Multiply the transition matrix with v(0), the result is v(1). This gives, for each state, the probability of being in that state at time step 1, i.e. after the first transition from step 0. Can you work out why this is the case?
Repeatedly multiply the matrix A with the vector to get the distribution for each time step. The result should converge very quickly (just a handful of steps) to a vector v’. This vector represents the probability distribution that this Markov chain (represented by matrix A) will converge to!
Try different starting values of v(0). How does this influence v’ ?

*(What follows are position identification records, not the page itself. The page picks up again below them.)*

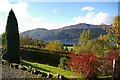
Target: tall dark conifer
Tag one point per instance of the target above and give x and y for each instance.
(12, 39)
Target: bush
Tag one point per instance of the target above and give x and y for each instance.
(62, 64)
(85, 63)
(41, 56)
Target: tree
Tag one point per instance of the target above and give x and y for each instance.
(85, 36)
(12, 53)
(114, 31)
(3, 43)
(54, 46)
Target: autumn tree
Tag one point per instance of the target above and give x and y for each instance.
(54, 46)
(12, 53)
(114, 31)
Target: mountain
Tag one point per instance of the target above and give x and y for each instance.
(66, 34)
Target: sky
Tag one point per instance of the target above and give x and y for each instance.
(54, 15)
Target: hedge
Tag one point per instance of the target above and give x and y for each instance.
(41, 56)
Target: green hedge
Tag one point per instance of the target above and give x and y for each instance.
(41, 56)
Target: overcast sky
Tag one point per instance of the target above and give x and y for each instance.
(54, 15)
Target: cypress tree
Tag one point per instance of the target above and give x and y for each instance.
(12, 53)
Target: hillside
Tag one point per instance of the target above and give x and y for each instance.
(66, 34)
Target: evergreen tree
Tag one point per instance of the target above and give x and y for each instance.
(12, 39)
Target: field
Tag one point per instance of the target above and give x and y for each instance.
(50, 69)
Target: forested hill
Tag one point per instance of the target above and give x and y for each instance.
(67, 33)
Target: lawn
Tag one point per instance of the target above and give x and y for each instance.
(50, 69)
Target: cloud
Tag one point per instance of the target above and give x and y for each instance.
(87, 8)
(20, 9)
(55, 11)
(4, 6)
(94, 18)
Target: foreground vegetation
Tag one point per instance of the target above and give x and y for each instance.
(91, 58)
(50, 69)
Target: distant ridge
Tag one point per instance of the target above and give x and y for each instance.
(65, 34)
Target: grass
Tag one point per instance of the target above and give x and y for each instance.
(50, 69)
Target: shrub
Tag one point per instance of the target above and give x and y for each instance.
(85, 63)
(62, 64)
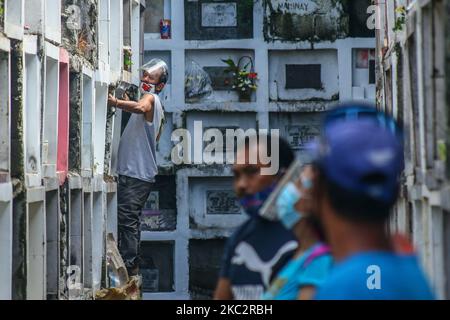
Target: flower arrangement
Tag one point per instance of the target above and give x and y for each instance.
(127, 62)
(400, 21)
(244, 80)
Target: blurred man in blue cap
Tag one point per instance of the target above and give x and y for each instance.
(358, 162)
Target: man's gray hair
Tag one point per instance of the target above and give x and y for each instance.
(157, 64)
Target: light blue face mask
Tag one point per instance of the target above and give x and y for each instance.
(286, 201)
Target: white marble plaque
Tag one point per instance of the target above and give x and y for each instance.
(219, 15)
(300, 7)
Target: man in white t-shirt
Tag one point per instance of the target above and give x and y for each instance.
(137, 165)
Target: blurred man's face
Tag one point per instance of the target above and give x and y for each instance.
(153, 79)
(247, 177)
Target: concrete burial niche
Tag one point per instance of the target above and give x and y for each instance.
(87, 120)
(165, 145)
(53, 20)
(363, 74)
(76, 229)
(14, 18)
(5, 122)
(211, 62)
(297, 129)
(52, 235)
(116, 53)
(288, 70)
(200, 122)
(160, 210)
(158, 265)
(156, 10)
(62, 165)
(212, 20)
(310, 20)
(87, 239)
(34, 16)
(98, 239)
(213, 204)
(104, 31)
(205, 261)
(51, 103)
(32, 113)
(6, 238)
(36, 245)
(101, 98)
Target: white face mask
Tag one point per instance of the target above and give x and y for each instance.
(147, 88)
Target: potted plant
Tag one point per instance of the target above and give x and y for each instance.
(244, 78)
(127, 62)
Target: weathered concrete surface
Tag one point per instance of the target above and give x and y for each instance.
(75, 122)
(315, 20)
(79, 29)
(302, 20)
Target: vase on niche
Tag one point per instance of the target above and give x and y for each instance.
(245, 96)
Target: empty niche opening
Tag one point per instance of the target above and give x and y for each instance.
(101, 95)
(53, 20)
(127, 23)
(97, 239)
(87, 240)
(116, 53)
(156, 10)
(4, 116)
(103, 32)
(63, 119)
(52, 234)
(32, 114)
(36, 251)
(447, 251)
(160, 210)
(50, 143)
(75, 230)
(86, 156)
(111, 211)
(363, 74)
(13, 12)
(5, 250)
(205, 258)
(157, 267)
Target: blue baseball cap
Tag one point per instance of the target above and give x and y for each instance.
(361, 154)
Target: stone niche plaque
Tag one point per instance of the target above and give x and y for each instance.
(218, 20)
(221, 202)
(219, 15)
(298, 129)
(221, 80)
(299, 136)
(159, 212)
(296, 79)
(305, 20)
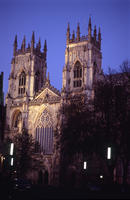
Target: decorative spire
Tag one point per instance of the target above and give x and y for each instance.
(95, 33)
(45, 46)
(89, 29)
(45, 50)
(48, 79)
(68, 34)
(73, 36)
(15, 45)
(78, 33)
(39, 44)
(23, 44)
(99, 37)
(32, 42)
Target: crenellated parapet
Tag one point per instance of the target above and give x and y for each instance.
(91, 38)
(31, 48)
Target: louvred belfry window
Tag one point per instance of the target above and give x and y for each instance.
(22, 83)
(44, 133)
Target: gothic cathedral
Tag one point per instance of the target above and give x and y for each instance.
(34, 103)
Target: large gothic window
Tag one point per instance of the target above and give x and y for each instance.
(44, 133)
(77, 75)
(22, 83)
(37, 81)
(17, 121)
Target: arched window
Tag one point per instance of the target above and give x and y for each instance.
(44, 133)
(22, 83)
(37, 81)
(17, 121)
(77, 75)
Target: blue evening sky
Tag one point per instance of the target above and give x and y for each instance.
(49, 19)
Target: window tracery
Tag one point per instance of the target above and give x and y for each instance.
(44, 133)
(22, 83)
(77, 75)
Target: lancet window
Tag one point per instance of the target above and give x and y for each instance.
(44, 133)
(22, 83)
(77, 75)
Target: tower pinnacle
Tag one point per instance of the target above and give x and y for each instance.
(15, 45)
(23, 44)
(95, 33)
(45, 50)
(68, 34)
(32, 42)
(99, 37)
(89, 29)
(78, 32)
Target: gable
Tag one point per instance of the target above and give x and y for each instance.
(46, 96)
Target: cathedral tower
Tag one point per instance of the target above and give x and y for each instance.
(82, 61)
(27, 77)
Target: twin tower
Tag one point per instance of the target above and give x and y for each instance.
(33, 102)
(82, 64)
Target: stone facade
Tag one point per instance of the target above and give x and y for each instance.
(33, 102)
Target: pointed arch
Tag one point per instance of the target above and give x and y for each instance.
(17, 120)
(22, 83)
(44, 132)
(77, 74)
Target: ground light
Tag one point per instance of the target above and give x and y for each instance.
(109, 153)
(85, 165)
(101, 176)
(11, 149)
(12, 161)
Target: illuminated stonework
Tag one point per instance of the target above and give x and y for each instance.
(33, 102)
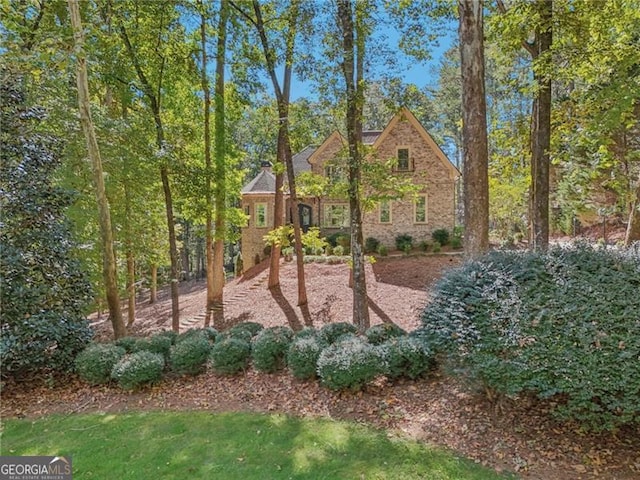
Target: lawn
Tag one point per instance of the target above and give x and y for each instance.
(231, 446)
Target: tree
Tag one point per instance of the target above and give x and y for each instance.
(220, 168)
(109, 259)
(540, 51)
(353, 37)
(44, 291)
(474, 129)
(153, 93)
(282, 94)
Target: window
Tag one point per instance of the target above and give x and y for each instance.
(261, 215)
(403, 159)
(420, 209)
(384, 212)
(334, 173)
(336, 216)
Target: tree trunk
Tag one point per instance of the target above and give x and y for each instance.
(108, 259)
(153, 289)
(207, 160)
(541, 134)
(633, 228)
(352, 53)
(131, 287)
(164, 175)
(284, 154)
(220, 167)
(474, 129)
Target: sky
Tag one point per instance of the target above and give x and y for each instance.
(412, 71)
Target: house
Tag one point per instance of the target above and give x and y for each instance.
(417, 157)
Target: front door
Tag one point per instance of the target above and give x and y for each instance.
(305, 212)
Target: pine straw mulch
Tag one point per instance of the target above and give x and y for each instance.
(516, 436)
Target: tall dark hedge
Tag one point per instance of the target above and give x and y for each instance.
(562, 324)
(43, 290)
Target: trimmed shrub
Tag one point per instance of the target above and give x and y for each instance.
(560, 324)
(441, 236)
(128, 343)
(330, 332)
(424, 246)
(302, 356)
(189, 356)
(404, 242)
(230, 356)
(378, 334)
(269, 348)
(157, 343)
(349, 364)
(94, 364)
(138, 369)
(306, 332)
(170, 334)
(406, 357)
(371, 245)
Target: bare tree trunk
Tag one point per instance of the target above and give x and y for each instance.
(84, 106)
(131, 287)
(353, 50)
(633, 228)
(284, 146)
(220, 191)
(541, 134)
(166, 187)
(153, 289)
(207, 160)
(474, 129)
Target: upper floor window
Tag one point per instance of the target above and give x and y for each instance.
(420, 209)
(334, 173)
(261, 215)
(403, 160)
(384, 212)
(336, 216)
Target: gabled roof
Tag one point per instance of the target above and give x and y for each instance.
(405, 114)
(264, 182)
(370, 136)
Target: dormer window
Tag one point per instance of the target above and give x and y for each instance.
(404, 164)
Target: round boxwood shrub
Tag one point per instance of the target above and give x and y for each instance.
(230, 355)
(307, 332)
(157, 343)
(302, 356)
(349, 364)
(269, 348)
(330, 332)
(128, 343)
(378, 334)
(138, 369)
(406, 357)
(560, 324)
(189, 356)
(94, 364)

Does the vector v’ match the empirical distribution computed above, when you actually ran a Markov chain? If not, you might need to run the chain for more steps – or you made a mistake somewhere. :)

Gibbs Sampling & Mixing

In most of our use cases, the situation is not as in the example above: We don’t have a transition distribution given and just start running a Markov chain on it to get some marginal distribution. Instead, we have a desired target distribution (e.g. our model distribution) and need to figure out how to get there, i.e. how to sample from it.

Let’s try to sample from a mixture of Gaussians via Gibbs sampling.

Set up a distribution. Gibbs sampling makes use of conditional distributions. In order to be able to do any conditioning, the full distribution needs to be multivariate. For simplicity (and easy plotting), stick to a 2D distribution. Also, we want at least two components; these can be simple independent Gaussians.
Start with an arbitrary initial sample (e.g. a vector of 0s). Now, repeatedly do the following: Sample a new value for x given the value for y. Then, sample a new value for y given the (new!) value for x. Since we now have sampled new values for both dimensions, we have essentially taken a new sample of our 2D distribution.
You can use torch.distributions to build the distributions. You will likely want to use MixtureSameFamily of Normal distributions.
The hardest part is figuring out how to take a conditional sample. It turns out that in this case, where p(x,y) is a mixture of Gaussians, the conditional distribution p(x|y) (as well as the other way around) is a mixture of Gaussians as well! You can find a derivation here. Being able to translate such formulae into code is important! However, the derivation linked above is for a fairly general one, and can be simplified considerably in our case. By using independent Gaussians as components, the only thing that actually changes in the conditional distribution are the mixture coefficients!
You can use torch.distributions to sample from the conditional, one-dimensional, mixtures of Gaussians as mentioned above. You might say: Why not just sample from a two-dimensional mixture of Gaussians in the first place? The reason we don’t do this is that this is a contrived example to show the concept of Gibbs sampling. ;)

Note that many of the steps outlined here have already been implemented in the starter notebook. You don’t need to do much more!

You should collect a reasonable number of samples (1000 or more) and plot both the target distribution (mixture of Gaussians) and your samples. Do the samples reflect the distribution well? In particular are both modes of the Gaussian mixture covered equally? You can do this visually and/or using statistics. Also, experiment with different locations/scales for the Gaussians. That is, move the components further apart or closer together and repeat the sampling process each time. The quality of the samples should vary dramatically based on the distance between components!